Repentinamente otra imagen empañaba ésta, la de Clara, su tía, joven y guapa, soltera todavía, feliz, radiante, anunciando a la familia, reunida una tarde de primavera en el mirador del jardín, su inminente compromiso. Sonreía, sus dientes eran pequeños y puntiagudos como los de un pescado, pensó, y la devoción que sentía por ella, tan guapa, tan joven, tan simpática con su único sobrino, un niño aún pero, a pesar de sus ocho años, ya un admirador en potencia, fue dejando paso a una inquietud indefinida que no sabía muy bien describir. Las palabras de los cuentos de hadas de su madre acudieron a su mente, y las frases que siempre repetían los malos no dejaban de sonar en su cabeza. ¡Son para comerte mejor!, reía su tía, y ahora sus hijas, sus propias hijas, como las princesas de los cuentos, valiente la mayor, inocente la pequeña, eran quienes estaban a punto de ser devoradas por ella, un insecto enorme y hostil, que las perseguía y acechaba tras los árboles del jardín.
De golpe despertó de sus ensoñaciones y volvió confuso a la realidad. Había bebido demasiado quizá, o tal vez era la falta de sueño lo que le hacía pensar en cosas tan extrañas. Pero era comprensible que no pudiera dormir. No se le iba de la cabeza la cena y la patética conducta de Clara durante ésta.
«Qué cena, qué madre, pobres niñas; atrapadas en una tela de araña que las asfixia y atrae al mismo tiempo, que nos asfixia y atrae a todos porque, es innegable, es muy fácil dejarse fascinar por la locura que empaña a la soberbia tía Clara pero, al tiempo, la hace brillar. Hablaré con mamá y le contaré el grado de deterioro al que ha llegado su cuñada. ¿Cómo es posible que viéndola con frecuencia no se dé cuenta? —decidió sin dudar—. Isabel se va a estudiar a Madrid, es independiente e inteligente, pero Ana… Es una niña, infantil y dócil. Hay que rescatarla de este mundo pequeño y provinciano. No podemos ignorar su situación y dejarla sola. No podemos ser tan mezquinos».

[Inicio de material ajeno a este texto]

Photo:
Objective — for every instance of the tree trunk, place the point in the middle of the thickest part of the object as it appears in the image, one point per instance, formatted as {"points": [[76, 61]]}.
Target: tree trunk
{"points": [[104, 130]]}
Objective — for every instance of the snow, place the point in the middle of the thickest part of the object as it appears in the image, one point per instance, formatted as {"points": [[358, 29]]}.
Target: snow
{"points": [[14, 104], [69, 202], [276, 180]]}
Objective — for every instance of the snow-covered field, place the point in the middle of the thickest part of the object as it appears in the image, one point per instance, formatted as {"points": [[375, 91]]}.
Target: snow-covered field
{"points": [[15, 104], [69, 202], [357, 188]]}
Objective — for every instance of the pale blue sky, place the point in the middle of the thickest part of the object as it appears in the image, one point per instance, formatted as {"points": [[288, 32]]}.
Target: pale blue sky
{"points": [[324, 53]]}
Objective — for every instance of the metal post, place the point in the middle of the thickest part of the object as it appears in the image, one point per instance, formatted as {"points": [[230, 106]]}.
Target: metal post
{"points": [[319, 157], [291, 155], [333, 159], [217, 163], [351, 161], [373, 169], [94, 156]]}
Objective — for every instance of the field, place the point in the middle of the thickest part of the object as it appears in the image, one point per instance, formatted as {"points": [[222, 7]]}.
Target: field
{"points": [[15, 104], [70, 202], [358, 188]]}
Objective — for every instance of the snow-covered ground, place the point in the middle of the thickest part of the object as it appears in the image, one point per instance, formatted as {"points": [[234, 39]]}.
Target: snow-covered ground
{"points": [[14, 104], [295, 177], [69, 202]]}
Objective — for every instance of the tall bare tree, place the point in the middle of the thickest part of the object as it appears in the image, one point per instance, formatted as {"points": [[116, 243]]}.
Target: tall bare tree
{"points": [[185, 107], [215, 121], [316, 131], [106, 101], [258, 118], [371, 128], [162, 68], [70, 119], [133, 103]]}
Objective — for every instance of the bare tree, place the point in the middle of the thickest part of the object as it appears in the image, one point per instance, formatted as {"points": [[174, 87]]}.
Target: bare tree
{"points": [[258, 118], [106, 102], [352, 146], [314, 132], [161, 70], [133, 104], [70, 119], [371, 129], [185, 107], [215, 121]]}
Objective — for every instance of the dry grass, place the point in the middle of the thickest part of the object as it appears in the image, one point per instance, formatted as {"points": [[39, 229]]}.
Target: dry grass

Volvió a la cama y, vencido por el cansancio y la tensión vivida aquel día, ahora sí se durmió. Tuvo pesadillas. Las protagonizaban sus primas: una vivía atrapada en una casona enorme, la de sus abuelos, cuyas ventanas estaban cegadas por la tela que tejía sin cesar una enorme araña. La prima atrapada en la casa no tenía cara, no era más que un bulto que desde el exterior podía verse tras la ventana, tapada por hilos gruesos como cuerdas. Él supuso que se trataría de la pequeña. La otra prima se había convertido en médico y cuidaba niños en África. Niños con moscas en los ojos, con hambre, que lloraban. Pero, curiosamente, su cara no era la de Isabel, sino la de Ana.